Page 127 - Преступление и наказание
P. 127
— Знаю, что глупо! Хошь бей! А что, вправду была у тебя какая-нибудь твердая
мысль?
— Да вздор же, говорю; какая твердая мысль! Сам ты описал его как мономана, когда
меня к нему привел… Ну, а мы вчера еще жару поддали, ты то есть, этими рассказами-то… о
маляре-то; хорош разговор, когда он, может, сам на этом с ума сошел! Кабы знал я в
точности, что тогда в конторе произошло и что там его какая-то каналья этим подозрением…
обидела!
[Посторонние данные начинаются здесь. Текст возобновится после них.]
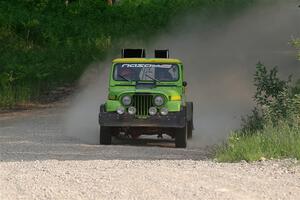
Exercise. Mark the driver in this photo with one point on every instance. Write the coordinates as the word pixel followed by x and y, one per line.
pixel 128 73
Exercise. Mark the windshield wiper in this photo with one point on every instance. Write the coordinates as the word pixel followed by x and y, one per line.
pixel 153 79
pixel 125 78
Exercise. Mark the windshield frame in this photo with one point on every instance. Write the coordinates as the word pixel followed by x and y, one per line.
pixel 134 81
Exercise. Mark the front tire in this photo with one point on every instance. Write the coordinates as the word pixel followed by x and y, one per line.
pixel 105 135
pixel 181 137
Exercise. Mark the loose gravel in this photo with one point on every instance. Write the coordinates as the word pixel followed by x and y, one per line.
pixel 39 162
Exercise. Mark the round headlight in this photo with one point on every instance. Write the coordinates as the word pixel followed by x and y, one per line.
pixel 164 111
pixel 131 110
pixel 126 100
pixel 158 100
pixel 121 110
pixel 152 110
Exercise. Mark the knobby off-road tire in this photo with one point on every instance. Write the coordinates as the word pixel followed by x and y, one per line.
pixel 181 137
pixel 105 135
pixel 190 129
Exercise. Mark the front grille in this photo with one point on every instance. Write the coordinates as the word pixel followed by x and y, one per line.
pixel 142 102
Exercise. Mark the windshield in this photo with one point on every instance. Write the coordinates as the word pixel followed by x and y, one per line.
pixel 146 72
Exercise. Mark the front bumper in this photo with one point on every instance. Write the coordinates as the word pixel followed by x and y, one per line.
pixel 172 120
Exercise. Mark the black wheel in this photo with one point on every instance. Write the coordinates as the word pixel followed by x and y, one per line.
pixel 190 128
pixel 105 135
pixel 181 137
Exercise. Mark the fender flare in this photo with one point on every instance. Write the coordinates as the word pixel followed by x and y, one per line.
pixel 189 111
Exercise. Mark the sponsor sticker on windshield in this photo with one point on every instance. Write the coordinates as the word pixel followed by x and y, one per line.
pixel 140 65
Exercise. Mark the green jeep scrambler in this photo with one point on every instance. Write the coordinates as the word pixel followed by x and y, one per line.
pixel 146 96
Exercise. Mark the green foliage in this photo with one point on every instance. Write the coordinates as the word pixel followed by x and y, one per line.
pixel 273 130
pixel 282 141
pixel 44 44
pixel 273 99
pixel 296 44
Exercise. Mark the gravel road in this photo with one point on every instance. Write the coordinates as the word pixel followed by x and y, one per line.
pixel 39 162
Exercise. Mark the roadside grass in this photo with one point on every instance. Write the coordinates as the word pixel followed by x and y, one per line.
pixel 47 44
pixel 282 141
pixel 272 131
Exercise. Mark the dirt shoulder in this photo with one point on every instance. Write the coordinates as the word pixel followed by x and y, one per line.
pixel 38 161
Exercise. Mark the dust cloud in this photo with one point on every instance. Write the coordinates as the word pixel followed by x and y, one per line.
pixel 219 59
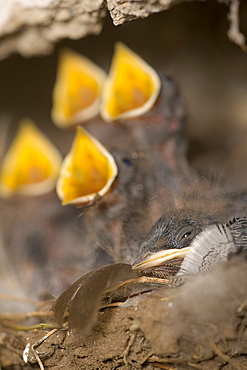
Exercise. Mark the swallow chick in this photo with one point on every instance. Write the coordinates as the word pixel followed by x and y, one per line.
pixel 169 241
pixel 196 252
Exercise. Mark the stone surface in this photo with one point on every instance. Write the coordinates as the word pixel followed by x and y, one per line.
pixel 31 27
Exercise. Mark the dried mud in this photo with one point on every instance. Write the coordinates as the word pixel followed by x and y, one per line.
pixel 199 325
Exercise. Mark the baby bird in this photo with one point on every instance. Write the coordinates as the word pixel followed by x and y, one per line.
pixel 167 243
pixel 189 243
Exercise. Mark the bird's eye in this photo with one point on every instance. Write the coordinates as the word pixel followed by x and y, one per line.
pixel 187 234
pixel 126 161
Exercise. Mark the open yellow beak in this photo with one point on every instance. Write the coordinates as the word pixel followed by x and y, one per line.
pixel 160 258
pixel 88 170
pixel 77 91
pixel 31 165
pixel 131 88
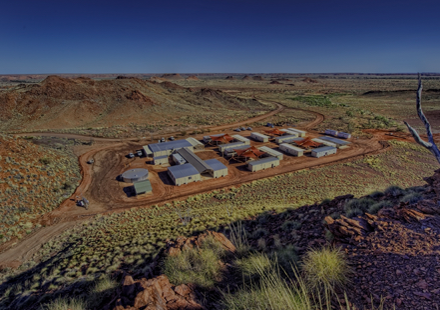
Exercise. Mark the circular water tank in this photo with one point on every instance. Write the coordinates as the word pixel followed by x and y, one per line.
pixel 134 175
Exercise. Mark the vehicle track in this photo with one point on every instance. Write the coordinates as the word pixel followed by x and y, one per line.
pixel 65 216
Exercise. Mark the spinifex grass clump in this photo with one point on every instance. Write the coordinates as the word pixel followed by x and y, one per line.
pixel 200 266
pixel 325 269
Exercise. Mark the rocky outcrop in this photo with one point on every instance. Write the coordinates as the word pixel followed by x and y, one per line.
pixel 175 247
pixel 154 294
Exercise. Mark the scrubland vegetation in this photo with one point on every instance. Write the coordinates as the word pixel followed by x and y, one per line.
pixel 133 239
pixel 33 181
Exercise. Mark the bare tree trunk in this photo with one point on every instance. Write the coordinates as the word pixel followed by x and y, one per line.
pixel 431 144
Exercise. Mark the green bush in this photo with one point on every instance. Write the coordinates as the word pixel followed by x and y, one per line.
pixel 412 198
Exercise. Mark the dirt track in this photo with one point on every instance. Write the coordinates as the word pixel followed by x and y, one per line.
pixel 106 194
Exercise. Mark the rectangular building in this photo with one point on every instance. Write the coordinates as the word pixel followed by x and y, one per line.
pixel 183 174
pixel 208 139
pixel 142 187
pixel 194 160
pixel 230 152
pixel 160 160
pixel 331 132
pixel 261 164
pixel 271 152
pixel 147 151
pixel 197 145
pixel 239 138
pixel 218 169
pixel 288 132
pixel 178 160
pixel 301 133
pixel 286 138
pixel 339 143
pixel 292 150
pixel 323 151
pixel 166 148
pixel 325 142
pixel 259 137
pixel 344 135
pixel 224 147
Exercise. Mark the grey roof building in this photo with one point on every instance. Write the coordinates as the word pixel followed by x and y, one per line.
pixel 194 160
pixel 183 174
pixel 166 148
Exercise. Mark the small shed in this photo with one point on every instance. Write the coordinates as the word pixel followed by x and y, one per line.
pixel 259 137
pixel 178 160
pixel 289 132
pixel 301 133
pixel 325 142
pixel 331 132
pixel 344 135
pixel 282 139
pixel 261 164
pixel 218 169
pixel 197 145
pixel 142 187
pixel 147 151
pixel 242 139
pixel 232 151
pixel 160 160
pixel 323 151
pixel 271 152
pixel 339 143
pixel 292 150
pixel 183 174
pixel 224 147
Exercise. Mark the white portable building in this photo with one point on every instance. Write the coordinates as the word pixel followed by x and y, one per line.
pixel 197 145
pixel 344 135
pixel 292 150
pixel 289 132
pixel 224 147
pixel 261 164
pixel 160 160
pixel 183 174
pixel 287 138
pixel 218 169
pixel 325 142
pixel 331 132
pixel 178 160
pixel 271 152
pixel 259 137
pixel 323 151
pixel 301 133
pixel 242 139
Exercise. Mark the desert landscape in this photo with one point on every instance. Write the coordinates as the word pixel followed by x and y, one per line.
pixel 354 226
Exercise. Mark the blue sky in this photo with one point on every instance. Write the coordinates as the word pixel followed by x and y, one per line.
pixel 224 36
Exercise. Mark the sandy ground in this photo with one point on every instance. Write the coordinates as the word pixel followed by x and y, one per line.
pixel 107 194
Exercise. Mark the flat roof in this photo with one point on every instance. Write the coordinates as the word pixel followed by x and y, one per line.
pixel 259 134
pixel 269 151
pixel 263 161
pixel 337 141
pixel 324 149
pixel 143 186
pixel 193 141
pixel 289 146
pixel 182 171
pixel 215 164
pixel 170 145
pixel 194 160
pixel 287 137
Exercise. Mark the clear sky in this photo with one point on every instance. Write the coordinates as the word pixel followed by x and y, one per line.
pixel 224 36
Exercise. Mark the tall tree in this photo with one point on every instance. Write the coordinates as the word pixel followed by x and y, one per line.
pixel 431 144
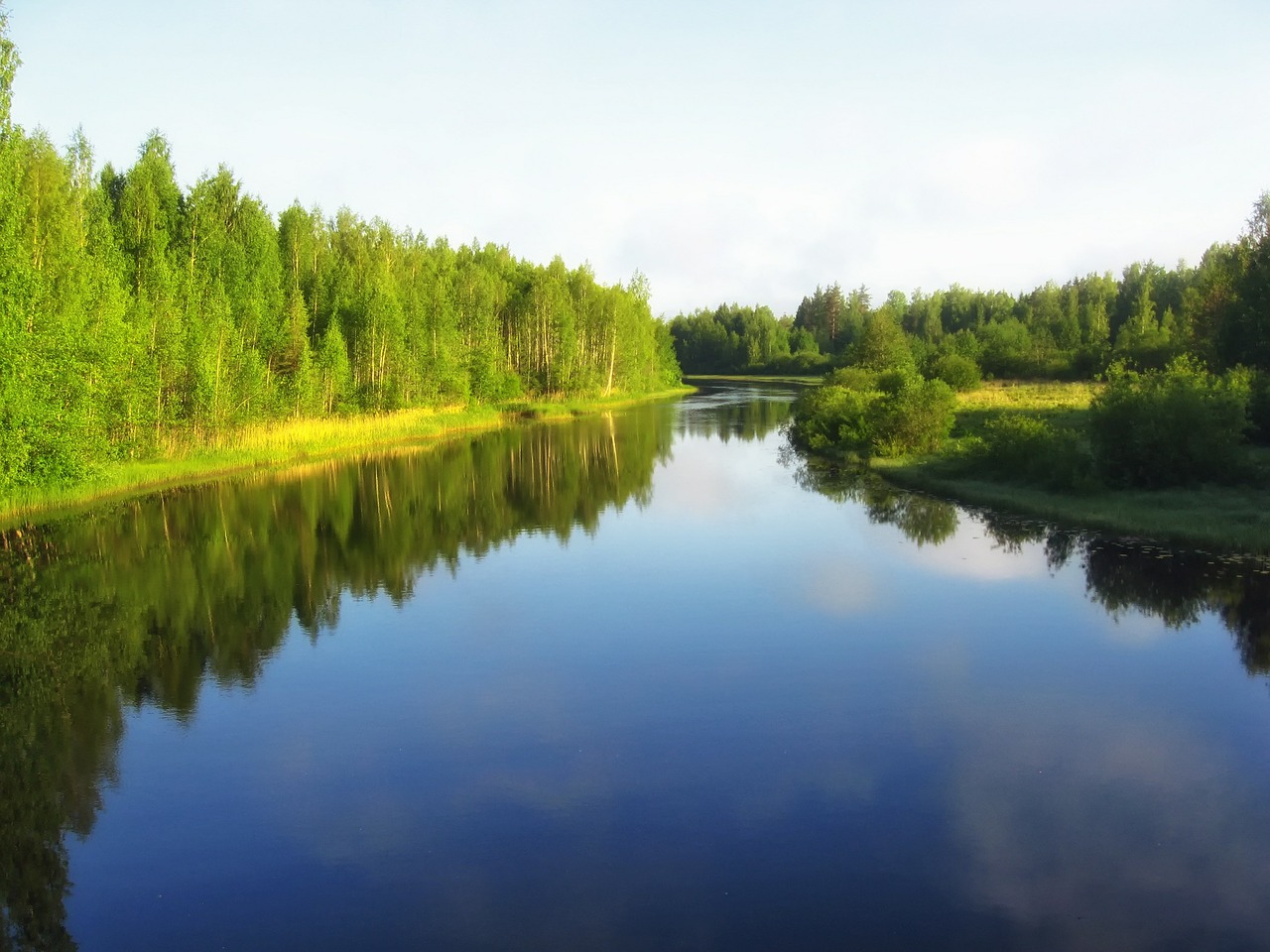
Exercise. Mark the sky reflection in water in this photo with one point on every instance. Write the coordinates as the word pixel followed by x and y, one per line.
pixel 734 710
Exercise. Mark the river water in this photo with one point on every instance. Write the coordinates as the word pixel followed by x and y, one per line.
pixel 631 682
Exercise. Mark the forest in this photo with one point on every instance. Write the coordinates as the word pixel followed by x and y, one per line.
pixel 1216 311
pixel 139 315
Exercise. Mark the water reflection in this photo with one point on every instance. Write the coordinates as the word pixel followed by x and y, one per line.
pixel 146 602
pixel 1175 585
pixel 658 735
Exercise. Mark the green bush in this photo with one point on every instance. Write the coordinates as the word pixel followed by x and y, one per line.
pixel 852 379
pixel 905 414
pixel 832 417
pixel 1259 409
pixel 959 372
pixel 1166 428
pixel 1029 449
pixel 915 417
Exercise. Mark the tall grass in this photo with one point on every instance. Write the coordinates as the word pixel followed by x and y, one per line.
pixel 191 457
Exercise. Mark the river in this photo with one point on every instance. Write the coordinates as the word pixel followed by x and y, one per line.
pixel 640 680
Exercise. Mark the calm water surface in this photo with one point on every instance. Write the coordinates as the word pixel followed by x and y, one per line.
pixel 627 683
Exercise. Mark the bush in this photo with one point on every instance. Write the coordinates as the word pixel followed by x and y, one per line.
pixel 852 379
pixel 959 372
pixel 1259 409
pixel 905 414
pixel 915 417
pixel 832 417
pixel 1174 426
pixel 1029 449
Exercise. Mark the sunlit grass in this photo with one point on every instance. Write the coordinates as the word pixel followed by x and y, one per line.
pixel 190 457
pixel 1225 517
pixel 1061 404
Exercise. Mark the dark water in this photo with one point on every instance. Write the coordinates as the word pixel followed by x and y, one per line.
pixel 626 683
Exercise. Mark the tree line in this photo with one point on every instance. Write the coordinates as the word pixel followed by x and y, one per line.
pixel 137 312
pixel 199 585
pixel 1216 311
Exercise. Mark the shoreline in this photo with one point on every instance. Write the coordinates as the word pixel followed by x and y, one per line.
pixel 1229 518
pixel 282 444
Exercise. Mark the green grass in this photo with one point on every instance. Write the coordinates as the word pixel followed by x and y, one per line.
pixel 1057 403
pixel 756 379
pixel 284 444
pixel 1223 517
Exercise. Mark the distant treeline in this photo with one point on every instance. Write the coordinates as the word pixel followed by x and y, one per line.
pixel 1216 311
pixel 135 313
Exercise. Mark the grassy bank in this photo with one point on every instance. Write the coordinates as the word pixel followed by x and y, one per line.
pixel 754 379
pixel 282 444
pixel 1211 516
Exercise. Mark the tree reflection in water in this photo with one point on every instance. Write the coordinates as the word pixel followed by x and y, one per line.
pixel 144 602
pixel 1175 585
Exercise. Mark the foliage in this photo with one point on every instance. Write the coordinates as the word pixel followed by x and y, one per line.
pixel 734 339
pixel 1174 426
pixel 902 414
pixel 137 313
pixel 1025 448
pixel 959 372
pixel 913 416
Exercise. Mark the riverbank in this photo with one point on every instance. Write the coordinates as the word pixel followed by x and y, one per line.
pixel 756 379
pixel 277 445
pixel 1210 517
pixel 1234 516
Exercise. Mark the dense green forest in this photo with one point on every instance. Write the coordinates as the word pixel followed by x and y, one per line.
pixel 1216 311
pixel 198 587
pixel 137 313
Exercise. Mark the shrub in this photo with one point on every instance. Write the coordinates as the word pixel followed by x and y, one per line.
pixel 832 417
pixel 915 417
pixel 1259 409
pixel 1029 449
pixel 959 372
pixel 1174 426
pixel 852 379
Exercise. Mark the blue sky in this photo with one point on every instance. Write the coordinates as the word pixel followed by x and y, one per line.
pixel 731 151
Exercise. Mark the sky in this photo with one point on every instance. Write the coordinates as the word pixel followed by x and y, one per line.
pixel 744 151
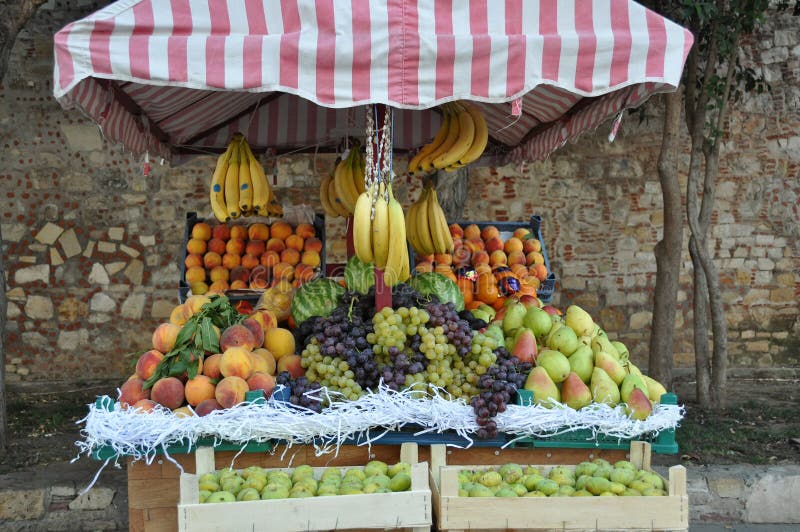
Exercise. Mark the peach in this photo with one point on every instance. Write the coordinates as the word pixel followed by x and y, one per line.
pixel 132 391
pixel 193 260
pixel 231 260
pixel 196 246
pixel 143 405
pixel 199 389
pixel 206 407
pixel 222 231
pixel 517 257
pixel 291 363
pixel 217 245
pixel 269 364
pixel 493 244
pixel 168 392
pixel 280 230
pixel 255 329
pixel 230 391
pixel 250 261
pixel 147 363
pixel 488 232
pixel 201 231
pixel 295 242
pixel 512 244
pixel 235 246
pixel 275 244
pixel 238 231
pixel 472 231
pixel 258 231
pixel 313 244
pixel 164 337
pixel 305 231
pixel 310 258
pixel 237 336
pixel 211 366
pixel 195 274
pixel 498 257
pixel 279 342
pixel 261 381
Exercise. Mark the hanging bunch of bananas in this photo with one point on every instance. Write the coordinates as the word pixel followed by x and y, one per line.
pixel 426 225
pixel 239 186
pixel 339 192
pixel 460 140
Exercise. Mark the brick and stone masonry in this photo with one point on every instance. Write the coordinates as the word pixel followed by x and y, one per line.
pixel 92 247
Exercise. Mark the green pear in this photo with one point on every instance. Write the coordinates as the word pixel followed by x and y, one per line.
pixel 556 364
pixel 544 389
pixel 654 389
pixel 582 362
pixel 604 390
pixel 574 392
pixel 579 320
pixel 607 363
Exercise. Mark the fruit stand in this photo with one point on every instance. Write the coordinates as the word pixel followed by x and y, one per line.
pixel 437 329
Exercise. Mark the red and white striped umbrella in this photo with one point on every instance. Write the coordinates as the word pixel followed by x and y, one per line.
pixel 177 77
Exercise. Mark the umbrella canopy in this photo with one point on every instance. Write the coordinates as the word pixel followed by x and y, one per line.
pixel 179 77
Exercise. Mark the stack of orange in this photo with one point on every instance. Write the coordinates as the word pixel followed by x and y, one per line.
pixel 230 256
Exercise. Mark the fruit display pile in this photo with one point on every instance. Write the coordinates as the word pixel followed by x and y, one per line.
pixel 231 256
pixel 587 479
pixel 255 483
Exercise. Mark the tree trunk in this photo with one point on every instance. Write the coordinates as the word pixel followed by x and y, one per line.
pixel 668 249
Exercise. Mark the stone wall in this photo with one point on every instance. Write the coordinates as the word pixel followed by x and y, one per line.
pixel 92 247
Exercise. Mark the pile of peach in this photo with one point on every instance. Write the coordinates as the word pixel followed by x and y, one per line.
pixel 228 257
pixel 251 355
pixel 484 251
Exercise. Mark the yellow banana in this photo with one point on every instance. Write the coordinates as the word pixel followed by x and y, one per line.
pixel 380 229
pixel 398 248
pixel 362 226
pixel 232 184
pixel 481 135
pixel 423 225
pixel 217 192
pixel 466 135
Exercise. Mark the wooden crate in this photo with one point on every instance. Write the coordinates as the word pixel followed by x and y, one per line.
pixel 452 512
pixel 410 509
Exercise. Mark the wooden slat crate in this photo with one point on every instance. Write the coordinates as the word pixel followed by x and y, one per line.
pixel 453 513
pixel 409 509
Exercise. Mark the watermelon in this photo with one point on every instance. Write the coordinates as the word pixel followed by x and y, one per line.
pixel 432 283
pixel 359 276
pixel 316 298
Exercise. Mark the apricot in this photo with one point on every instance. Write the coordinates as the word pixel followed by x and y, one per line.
pixel 291 363
pixel 231 391
pixel 168 392
pixel 193 260
pixel 164 337
pixel 147 363
pixel 199 389
pixel 280 230
pixel 217 245
pixel 238 231
pixel 261 381
pixel 132 391
pixel 258 231
pixel 269 363
pixel 279 342
pixel 295 242
pixel 211 366
pixel 238 336
pixel 195 274
pixel 313 244
pixel 196 246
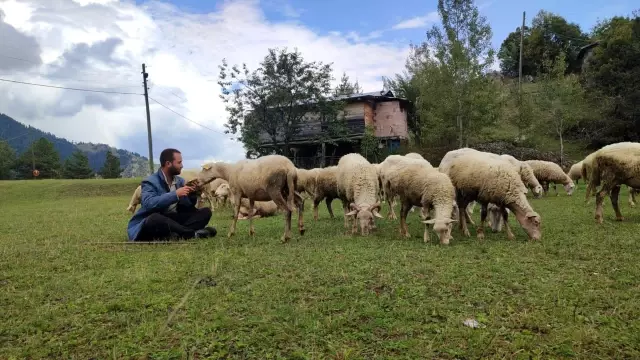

Гм… не допустил бы я вчера такого разговора. Ведь эти мономаны из капли океан
сделают, небылицу в лицах наяву видят… Сколько я помню, вчера, из этого рассказа
Заметова, мне половина дела выяснилась. Да что! Я один случай знаю, как один ипохондрик,
сорокалетний, не в состоянии будучи переносить ежедневных насмешек, за столом,
восьмилетнего мальчишки, зарезал его! А тут, весь в лохмотьях, нахал квартальный,
начинавшаяся болезнь, и этакое подозрение! Исступленному-то ипохондрику! При
тщеславии бешеном, исключительном! Да тут, может, вся-то точка отправления болезни и
сидит! Ну да, черт!.. А кстати, этот Заметов и в самом деле милый мальчишка, только гм…
напрасно он это всё вчера рассказал. Болтушка ужасная!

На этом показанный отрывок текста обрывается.